More than a year after CMS first began warning diagnostic company Theranos of what it deemed to be deficient laboratory practices, the two entitites have reached a legal agreement that will see Theranos pay a $30,000 fine and will be barred from operating a clinical laboratory for two years.
The settlement, announced by the company yesterday, reduced the penalties Theranos could have faced had CMS prevailed against the company in court. As part of the settlement, CMS has withdrawn its revocation of the company’s Clinical Laboratory Improvement Amendments (CLIA) operating certificates.
In a statement, Theranos said the settlement was consistent with its revised business model. The company noted that it ended its clinical lab and retail operations last year, focusing instead on its miniature automated testing platforms and related chemistries—such as its miniLab customizable sample processing unit, announced by CEO Elizabeth Holmes last year at the 68th American Association of Clinical Chemistry (AACC) Annual Scientific Meeting & Clinical Lab Expo in Philadelphia.

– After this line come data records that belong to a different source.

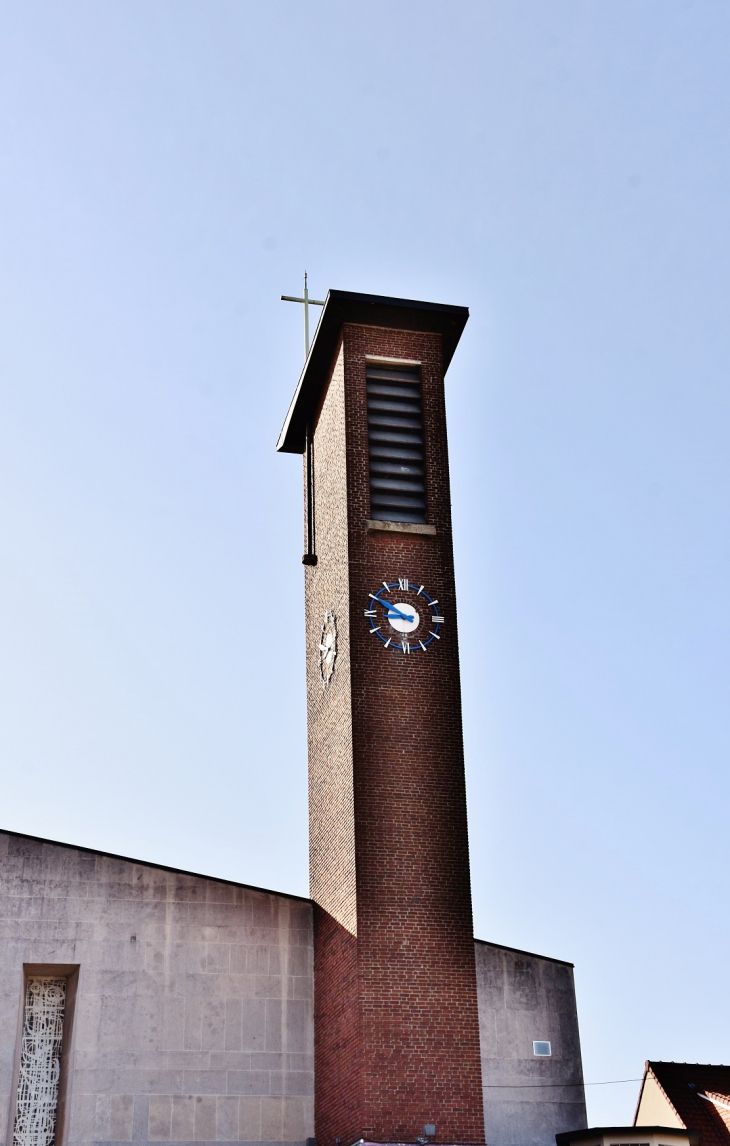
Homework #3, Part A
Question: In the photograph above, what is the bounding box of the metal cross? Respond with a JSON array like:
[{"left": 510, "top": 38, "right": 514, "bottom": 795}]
[{"left": 282, "top": 270, "right": 324, "bottom": 362}]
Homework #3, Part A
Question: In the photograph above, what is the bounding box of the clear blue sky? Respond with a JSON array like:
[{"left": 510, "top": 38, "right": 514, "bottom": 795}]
[{"left": 0, "top": 0, "right": 730, "bottom": 1123}]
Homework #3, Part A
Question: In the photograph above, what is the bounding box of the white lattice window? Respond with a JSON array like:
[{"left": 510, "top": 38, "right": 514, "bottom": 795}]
[{"left": 13, "top": 978, "right": 66, "bottom": 1146}]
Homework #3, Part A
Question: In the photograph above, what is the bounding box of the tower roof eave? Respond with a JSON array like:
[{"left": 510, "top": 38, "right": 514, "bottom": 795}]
[{"left": 276, "top": 290, "right": 469, "bottom": 454}]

“The Company looks forward to working with regulatory authorities to secure approval for these innovative technologies,” Theranos said.
The tabletop miniLab unit is designed to integrate into a single miniature platform the company’s different testing methods—including hematology, immunology, clinical chemistry, immunochemistry, and nucleic acid amplification—using a small sample of blood.
In shifting its focus to miniLab, Theranos closed its Newark, CA, and Scottsdale, AZ, labs and shut five retail blood-drawing sites or “Wellness Centers.” The company also disclosed plans to eliminate 43% of its workforce—about 340 jobs—in California, Arizona, and Pennsylvania.
CMS is one of numerous federal and state agencies that have investigated the business model and diagnostic tests of Theranos, which once claimed that its diagnostic technology could run scores of tests using drops of blood.
In January 2016, Karen Fuller, manager of CMS’ State Oversight and CLIA Branch, sent Theranos director Sunil Dhawan, M.D., a letter declaring: “The deficient practices of the laboratory pose immediate jeopardy to patient health and safety.”
Six months later in July, CMS imposed sanctions on the company that included revoking the CLIA certificate of Theranos’ Newark laboratory and banning the company’s Holmes and other “owners and operators” of the company from owning, operating, or directing a lab for at least 2 years.
Theranos responded in August by notifying CMS of its intent to appeal the sanctions—an appeal the company said it will withdraw as part of the settlement. At the same time, Theranos signaled its interest in settling with the agency: “While the appeal is pending, Theranos intends to continue communicating with CMS regarding the possibility of reaching a mutually agreeable resolution to this matter.”
The CMS sanctions came a month after Walgreens ended its relationship with Theranos, shutting down all 40 Theranos Wellness Centers in its Arizona stores and saying it will no longer offer the company’s services.
Walgreens has since sued Theranos, accusing it of breach of contract and seeking $140 million in damages. The company has insisted it has done nothing wrong and fired back at the retailer: “Through its mishandling of our partnership and now this lawsuit, Walgreens has caused Theranos and its investors significant harm.”
In addition to CMS, the U.S. Attorney’s Office in San Francisco, and the U.S. Securities and Exchange Commission, are among agencies that have opened investigations into Theranos’ practices.